How LLMs Keep Getting Smarter: The Feedback Economy

Why the most valuable resource in AI isn't compute or data — it's people who can tell the LLM when it's wrong

Mar 28, 2026

A few days ago I was at lunch with a friend. He’s an engineer(not an AI person) and he asked a question I’ve been hearing a lot lately:

“How does this thing keep getting smarter when the internet is full of nonsense?”

It’s a great question. And if you go looking for the answer, you’ll find yourself neck-deep in research papers about reinforcement learning from human feedback, constitutional AI, reward modeling, and a dozen other terms that each require their own dedicated time. I end up spending a lot of time in these rabbit holes in order to keep an up-to-date understanding of where the tech is and where it’s going.

This post is my attempt to climb back out and explain what I found.

A quick recap

In 2023, I wrote a four-part series breaking down how ChatGPT works: Transformers, embeddings, attention, the whole engine. If you haven’t read it, the short version is: these models learn to predict the next word by reading enormous amounts of text, and the Transformer architecture is what makes that work at scale.

That story hasn’t changed. Transformers are still the engine. But the engine isn’t the interesting part anymore. What’s changed dramatically is everything around the engine. How the models get shaped after training, who’s doing the shaping, and why the whole operation now involves PhD-level experts getting paid $125 an hour to tell a model it’s wrong.

My friend didn’t need a lecture about attention heads. He needed someone to explain the new stuff. So that’s what this blog tries to do.

From pre-training to post-training

If you read my 2023 series, you can skip this. If you didn’t, a base language model is trained to predict the next word. You then feed it the entire internet, let it read billions of sentences, and eventually it builds a surprisingly rich internal model of how language works. Facts, style, reasoning patterns: it absorbs all of it, along with plenty of garbage, because the internet is full of it.

That’s pretraining. It gives the model raw capability.

Then comes a second phase, which is post-training. It’s where you take that capable-but-chaotic base model and shape it into something that behaves like an assistant, something that follows instructions, is helpful, avoids saying terrible things, and generally acts like a product instead of a weird autocomplete engine.

In 2023, I treated post-training as a footnote. But it’s 2026, and post-training is arguably the story.

Three dials, and only one of them is obvious

When my friend says that LLMs are getting smarter, he’s reacting to improvements that come from turning three knobs. Most people only know about the first one.

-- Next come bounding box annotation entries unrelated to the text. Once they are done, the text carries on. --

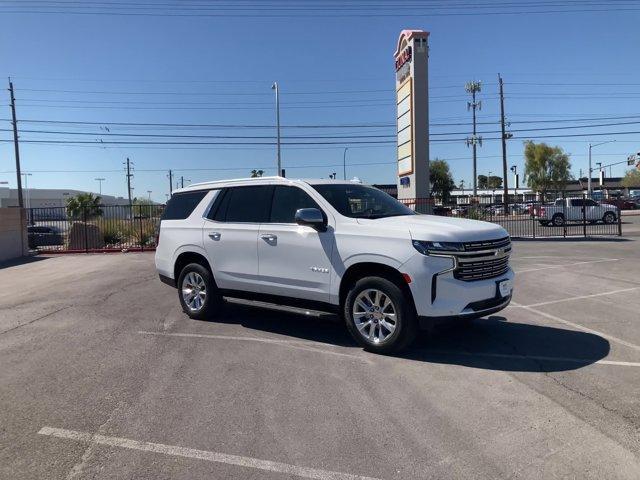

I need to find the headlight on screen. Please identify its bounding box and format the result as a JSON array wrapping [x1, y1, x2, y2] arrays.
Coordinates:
[[413, 240, 464, 255]]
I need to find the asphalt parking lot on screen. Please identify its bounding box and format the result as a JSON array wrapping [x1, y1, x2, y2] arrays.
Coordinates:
[[0, 236, 640, 480]]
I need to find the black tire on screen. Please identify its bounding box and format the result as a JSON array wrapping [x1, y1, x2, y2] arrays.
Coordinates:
[[177, 263, 223, 320], [343, 277, 418, 353], [602, 212, 617, 225], [551, 213, 564, 227]]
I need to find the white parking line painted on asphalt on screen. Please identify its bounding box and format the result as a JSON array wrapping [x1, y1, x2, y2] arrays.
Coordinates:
[[515, 258, 620, 273], [38, 427, 379, 480], [507, 302, 640, 351], [138, 331, 371, 363], [422, 350, 640, 367], [511, 287, 640, 308]]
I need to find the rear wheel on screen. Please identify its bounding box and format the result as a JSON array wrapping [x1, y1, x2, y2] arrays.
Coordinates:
[[178, 263, 222, 320], [602, 212, 616, 224], [344, 277, 417, 353]]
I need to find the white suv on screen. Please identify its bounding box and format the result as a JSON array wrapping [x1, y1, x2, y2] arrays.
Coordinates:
[[156, 177, 513, 352]]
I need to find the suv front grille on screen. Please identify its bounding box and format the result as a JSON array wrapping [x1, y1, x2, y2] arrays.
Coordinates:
[[453, 237, 511, 282], [464, 237, 511, 252], [453, 254, 509, 282]]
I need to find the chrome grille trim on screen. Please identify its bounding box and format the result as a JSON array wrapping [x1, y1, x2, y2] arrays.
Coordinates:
[[463, 237, 511, 252], [453, 237, 511, 282]]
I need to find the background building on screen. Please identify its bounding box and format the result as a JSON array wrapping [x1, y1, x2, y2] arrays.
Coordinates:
[[0, 188, 129, 208]]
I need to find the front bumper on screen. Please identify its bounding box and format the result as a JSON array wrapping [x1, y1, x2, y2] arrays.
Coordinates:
[[418, 295, 512, 330], [400, 254, 514, 319]]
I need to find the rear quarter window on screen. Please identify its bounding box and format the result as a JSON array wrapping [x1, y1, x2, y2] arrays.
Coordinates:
[[161, 190, 207, 220]]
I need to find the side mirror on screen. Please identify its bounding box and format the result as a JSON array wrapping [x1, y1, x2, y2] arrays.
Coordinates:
[[295, 208, 327, 232]]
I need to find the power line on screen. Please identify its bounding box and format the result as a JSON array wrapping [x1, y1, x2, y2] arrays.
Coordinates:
[[6, 121, 640, 140]]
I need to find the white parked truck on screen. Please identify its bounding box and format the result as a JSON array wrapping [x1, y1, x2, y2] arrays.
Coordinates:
[[533, 198, 618, 227]]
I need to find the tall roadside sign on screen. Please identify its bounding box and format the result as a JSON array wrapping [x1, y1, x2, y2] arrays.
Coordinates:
[[395, 30, 431, 213]]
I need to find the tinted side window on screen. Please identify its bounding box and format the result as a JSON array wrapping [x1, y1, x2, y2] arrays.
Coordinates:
[[270, 186, 320, 223], [207, 188, 229, 222], [162, 190, 207, 220], [220, 185, 273, 223]]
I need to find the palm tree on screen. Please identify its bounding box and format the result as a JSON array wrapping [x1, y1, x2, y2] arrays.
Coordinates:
[[67, 193, 102, 220]]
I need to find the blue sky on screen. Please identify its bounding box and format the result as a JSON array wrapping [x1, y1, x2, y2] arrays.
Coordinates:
[[0, 1, 640, 201]]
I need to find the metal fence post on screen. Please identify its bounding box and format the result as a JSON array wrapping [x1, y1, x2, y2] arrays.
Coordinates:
[[82, 206, 89, 253], [582, 193, 587, 238], [138, 205, 144, 252], [562, 190, 567, 238], [618, 207, 622, 237], [531, 200, 540, 238]]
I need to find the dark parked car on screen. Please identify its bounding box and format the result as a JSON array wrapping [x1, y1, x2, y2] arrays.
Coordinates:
[[601, 198, 638, 210], [27, 226, 64, 250]]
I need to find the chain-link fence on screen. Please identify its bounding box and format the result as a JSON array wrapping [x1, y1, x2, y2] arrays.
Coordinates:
[[27, 204, 164, 252], [400, 192, 622, 238]]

Dial 1: Throw more compute at training. This is the obvious one: bigger models, more GPUs, and longer training runs. But the nuance people miss is that the compute isn’t just going into pretraining anymore. A serious chunk now goes into reinforcement learning after pretraining. OpenAI has been unusually direct about the fact that their reasoning models improve with more “train-time compute”, and they’re talking about the RL phase, not just reading more on the internet.

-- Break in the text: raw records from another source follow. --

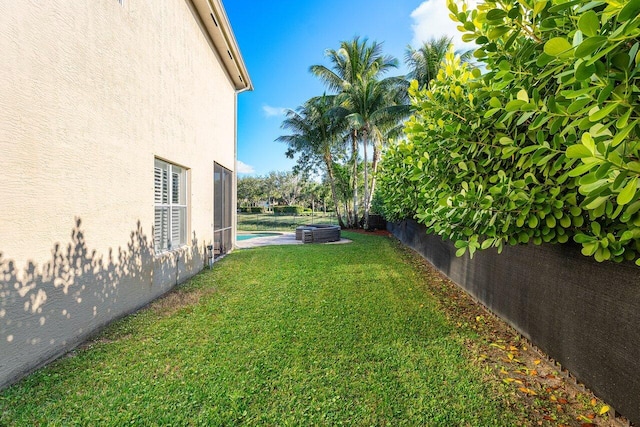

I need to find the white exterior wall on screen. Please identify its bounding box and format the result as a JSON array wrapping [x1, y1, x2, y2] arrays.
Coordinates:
[[0, 0, 244, 387]]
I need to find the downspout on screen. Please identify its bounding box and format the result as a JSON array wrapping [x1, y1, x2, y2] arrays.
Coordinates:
[[231, 85, 252, 250]]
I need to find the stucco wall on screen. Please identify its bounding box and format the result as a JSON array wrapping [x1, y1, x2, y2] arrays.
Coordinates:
[[0, 0, 236, 387]]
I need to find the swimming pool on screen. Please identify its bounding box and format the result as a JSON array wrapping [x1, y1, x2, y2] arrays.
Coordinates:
[[236, 233, 282, 241]]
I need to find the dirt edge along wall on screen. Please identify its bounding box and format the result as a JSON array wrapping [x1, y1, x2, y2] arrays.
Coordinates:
[[388, 220, 640, 424]]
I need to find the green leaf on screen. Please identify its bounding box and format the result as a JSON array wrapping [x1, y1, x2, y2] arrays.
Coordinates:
[[487, 9, 507, 21], [589, 102, 619, 122], [533, 0, 547, 16], [517, 89, 529, 102], [618, 0, 640, 22], [611, 119, 640, 147], [575, 36, 607, 58], [578, 10, 600, 37], [580, 132, 596, 155], [616, 176, 638, 205], [567, 98, 595, 114], [544, 37, 572, 56], [504, 99, 526, 112], [567, 144, 593, 159]]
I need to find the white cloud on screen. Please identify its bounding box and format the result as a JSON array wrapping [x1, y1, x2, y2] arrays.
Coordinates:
[[262, 105, 286, 117], [236, 160, 255, 173], [411, 0, 476, 50]]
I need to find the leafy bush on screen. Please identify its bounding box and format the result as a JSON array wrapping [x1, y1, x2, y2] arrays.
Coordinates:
[[380, 0, 640, 264]]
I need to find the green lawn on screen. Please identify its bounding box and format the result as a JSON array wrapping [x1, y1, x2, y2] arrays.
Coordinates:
[[238, 212, 338, 231], [0, 233, 516, 426]]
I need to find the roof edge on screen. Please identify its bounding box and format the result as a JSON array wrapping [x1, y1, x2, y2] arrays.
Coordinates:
[[191, 0, 253, 92]]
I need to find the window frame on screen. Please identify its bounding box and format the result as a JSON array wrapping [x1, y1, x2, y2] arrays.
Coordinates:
[[153, 157, 190, 254]]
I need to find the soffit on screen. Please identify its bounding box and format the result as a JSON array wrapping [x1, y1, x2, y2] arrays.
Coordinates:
[[192, 0, 253, 91]]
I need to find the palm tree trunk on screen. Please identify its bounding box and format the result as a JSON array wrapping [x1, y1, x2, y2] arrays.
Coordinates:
[[324, 154, 344, 228], [349, 130, 358, 228], [362, 130, 369, 230], [367, 144, 382, 212]]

Dial 2: Better data but not more internet. This is the part most people miss entirely, and it’s where the money is flowing. I’ll spend a lot of time on talking about this in this blog.

Dial 3: Think harder at inference time. Even without changing the model, you can get better answers by letting the system spend more time on harder problems such as generating multiple candidates, checking its own work, backtracking when something doesn’t look right. OpenAI calls this “test-time compute” and describes performance improvement as the model is given more time to think. If the question is easy, answer fast. If it’s hard, slow down and verify. That single product decision changes how smart the system feels to a user.

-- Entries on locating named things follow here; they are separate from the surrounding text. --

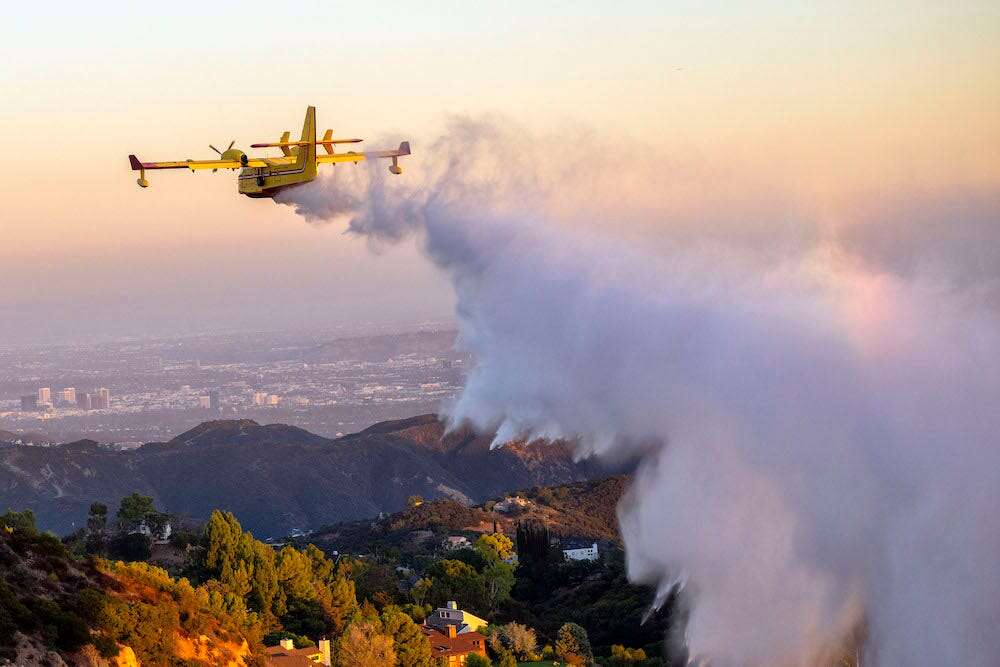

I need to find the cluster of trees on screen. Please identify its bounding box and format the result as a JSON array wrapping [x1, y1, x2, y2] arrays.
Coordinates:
[[411, 533, 515, 615], [78, 493, 172, 561], [188, 511, 358, 637], [0, 511, 260, 664]]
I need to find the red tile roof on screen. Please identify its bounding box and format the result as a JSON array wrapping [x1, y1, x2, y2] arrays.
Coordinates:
[[420, 625, 486, 658], [267, 646, 318, 667]]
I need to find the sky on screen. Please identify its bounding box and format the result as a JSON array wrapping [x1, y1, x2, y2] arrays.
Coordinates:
[[0, 0, 1000, 344]]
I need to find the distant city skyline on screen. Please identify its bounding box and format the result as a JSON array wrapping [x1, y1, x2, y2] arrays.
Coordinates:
[[0, 5, 1000, 345]]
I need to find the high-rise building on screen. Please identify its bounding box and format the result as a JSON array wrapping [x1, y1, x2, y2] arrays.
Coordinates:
[[90, 387, 111, 410]]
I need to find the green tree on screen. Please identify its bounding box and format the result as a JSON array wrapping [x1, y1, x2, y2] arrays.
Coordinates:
[[326, 573, 358, 635], [465, 653, 493, 667], [482, 561, 515, 611], [118, 491, 156, 530], [110, 533, 153, 562], [556, 623, 594, 665], [501, 623, 538, 660], [428, 560, 486, 611], [0, 510, 38, 535], [381, 605, 437, 667], [497, 648, 517, 667], [334, 621, 396, 667], [607, 644, 646, 667], [475, 533, 514, 562], [410, 577, 434, 607], [87, 503, 108, 535], [249, 541, 285, 616]]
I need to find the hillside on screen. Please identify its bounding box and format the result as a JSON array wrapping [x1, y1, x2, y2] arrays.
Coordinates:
[[0, 415, 607, 536], [0, 513, 262, 667], [301, 475, 630, 553]]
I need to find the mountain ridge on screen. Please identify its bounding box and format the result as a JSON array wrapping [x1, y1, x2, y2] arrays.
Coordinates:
[[0, 415, 608, 536]]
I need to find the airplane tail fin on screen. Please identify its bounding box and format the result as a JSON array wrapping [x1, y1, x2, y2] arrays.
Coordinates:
[[295, 107, 316, 178]]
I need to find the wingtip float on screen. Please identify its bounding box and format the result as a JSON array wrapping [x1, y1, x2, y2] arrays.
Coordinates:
[[128, 107, 410, 198]]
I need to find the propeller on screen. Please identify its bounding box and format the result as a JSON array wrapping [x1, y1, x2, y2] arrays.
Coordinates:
[[208, 139, 236, 174]]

Keep these three dials in your head. Everything else described in this blog is basically an implementation detail for Dial 2.

RLHF: turning human taste into a training signal

Most people have a vague sense that RLHF - Reinforcement Learning from Human Feedback exists. Few have internalized what it does and why it matters so much.

Here’s the setup. You have a base model that can generate text. You show it a prompt, and it produces several possible answers. Then you ask a human: Which of these is better? The human picks one. Do this thousands of times, and you have a dataset of human preferences, not correct answers in a textbook sense, but a record of what humans actually prefer when they read these outputs.

Now here’s the clever part: once you have enough of these preference rankings, you can train a separate model that predicts what humans would prefer. And once you have that preference model, you can use it to train the actual language model at scale, without a human in the loop for every single example.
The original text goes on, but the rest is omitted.